I thought about low carb but it scares me I’m on insuman and novorapid morning and night


----------



## Inka (Jun 8, 2021)

tracy1 said:


> I thought about low carb but it scares me I’m on insuman and novorapid morning and night



Ok. Well, you don’t have to go low carb. I wrote “lower carb” because you mentioned a vegetarian diet being higher carb, which it doesn’t have to be. You can still eat a vegetarian diet and choose the amount of carbs that works for you as an individual.

Have you been told an amount of carbs to eat for each meal? You should have been told that if you’re on Novorapid. If you’re having to eat ‘extra’ to stop your blood sugar going low, you could see if your diabetes nurse can help you gradually reduce your Novorapid and carbs. You could also maybe look at using an app like MyFitnessPal that can keep count of the calories you’re eating a well because that can help too.

@Lucyr is Type 2 and on insulin and very knowledgable so I’ll tag her as she might have some good advice for you.


----------



## Lucyr (Jun 8, 2021)

Hello, sorry i probably need to ask more questions to understand what suggestions to give. What kind of blood sugars are you seeing? Do you adjust the doses of insulin or are they set by someone else? 

If bread makes you uncomfortable then that is probably not a good food for you personally, but you will be able to find what foods work for weight loss and blood sugars with some experimentation. Some find reducing carbs helps, others like me find counting calories is more effective. I was vegetarian for 21 years but currently eat some meat.


----------



## tracy1 (Jun 9, 2021)

Lucyr said:


> Hello, sorry i probably need to ask more questions to understand what suggestions to give. What kind of blood sugars are you seeing?
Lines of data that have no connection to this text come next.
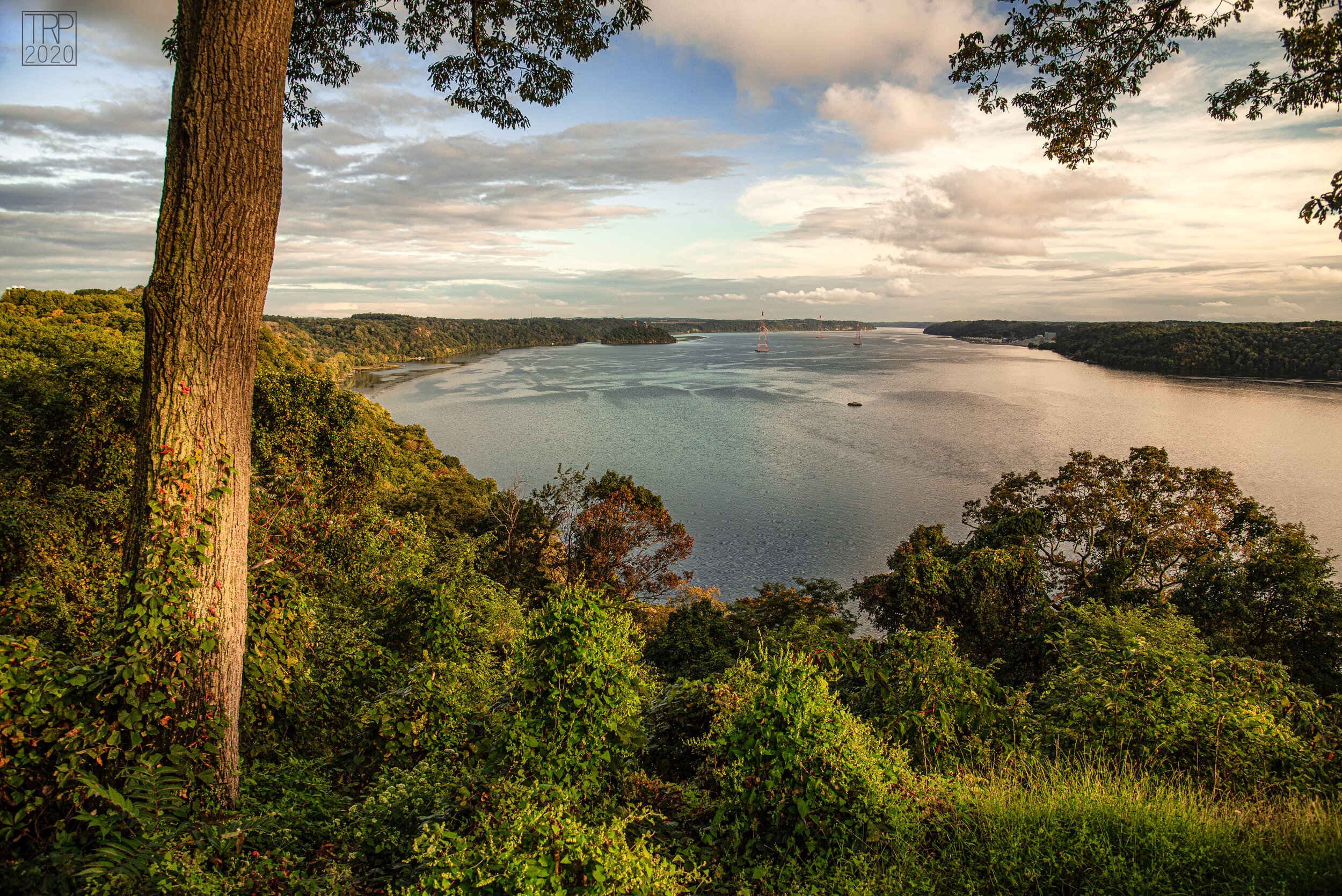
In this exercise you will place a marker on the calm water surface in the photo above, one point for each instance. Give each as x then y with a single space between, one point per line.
771 471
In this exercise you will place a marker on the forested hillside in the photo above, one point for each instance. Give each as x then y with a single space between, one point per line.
999 329
367 340
1118 682
1306 351
638 336
791 325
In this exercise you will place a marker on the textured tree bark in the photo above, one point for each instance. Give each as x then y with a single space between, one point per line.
203 305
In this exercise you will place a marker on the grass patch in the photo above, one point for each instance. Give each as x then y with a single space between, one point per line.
1082 828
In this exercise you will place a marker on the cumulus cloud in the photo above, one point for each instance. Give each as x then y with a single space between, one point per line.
889 117
772 43
988 213
838 295
1281 305
358 202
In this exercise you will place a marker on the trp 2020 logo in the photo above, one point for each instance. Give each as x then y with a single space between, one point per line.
49 38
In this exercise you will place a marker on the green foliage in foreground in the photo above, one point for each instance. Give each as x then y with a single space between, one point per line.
451 688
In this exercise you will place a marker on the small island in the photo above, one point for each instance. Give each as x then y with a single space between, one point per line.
638 336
Do you adjust the doses of insulin or are they set by someone else?
> 
> If bread makes you uncomfortable then that is probably not a good food for you personally, but you will be able to find what foods work for weight loss and blood sugars with some experimentation. Some find reducing carbs helps, others like me find counting calories is more effective. I was vegetarian for 21 years but currently eat some meat.


hi thats ok i can range from 7 to over 20. the insulin is set by my diabetic nurse. i dont know if im clasping at straws as to why im feeling like i do but there must be a reason for the weight gain. i dont think its just bread that makes me balloon cereal is having the same effect


----------



## tracy1 (Jun 9, 2021)

tracy1 said:


> hi thats ok i can range from 7 to over 20. the insulin is set by my diabetic nurse. i dont know if im clasping at straws as to why im feeling like i do but there must be a reason for the weight gain. i dont think its just bread that makes me balloon cereal is having the same effect


im on 17-22 units of insumman and 4-6 units of novorapid depending if its morning or night the higher dose of novorapid is if meal contains a lot of carbs. im currently waiting for a hospital appointment but the hospital and my dn are having a conference call to discuss me on the 22nd june then the appointment might appear then apparently they are still trying to decide if im type 1 or type 2 my hba1c has gone from 117 to 87


----------



## Inka (Jun 9, 2021)

Have you had a coeliac test? That’s one possible cause of bloating. Anyone can get it but Type 1s are at an increased risk (you said they were wondering if you’re Type 1).


----------



## Lucyr (Jun 9, 2021)

A good place to start then could be keeping a track of your weight and finding out what calories and carbs you’re eating now, to check if this is okay or if things are adding up to more than you expect, and to spot any patterns with food/weight/blood sugar.

You can find out calories through packaging or apps. There is the carbs and cals app which has pictures, my fitness pal is free but can be more US based, nutracheck is UK based and costs but easy to use and usually has a 5 day free trial.

Keeping an honest diary of what you’re eating now and the blood sugar levels and other effects you see like the bloating will be a good starting point to have some data to discuss at the appointments and start finding some changes to help.


----------



## tracy1 (Jun 9, 2021)

Inka said:


> Have you had a coeliac test? That’s one possible cause of bloating. Anyone can get it but Type 1s are at an increased risk (you said they were wondering if you’re Type 1).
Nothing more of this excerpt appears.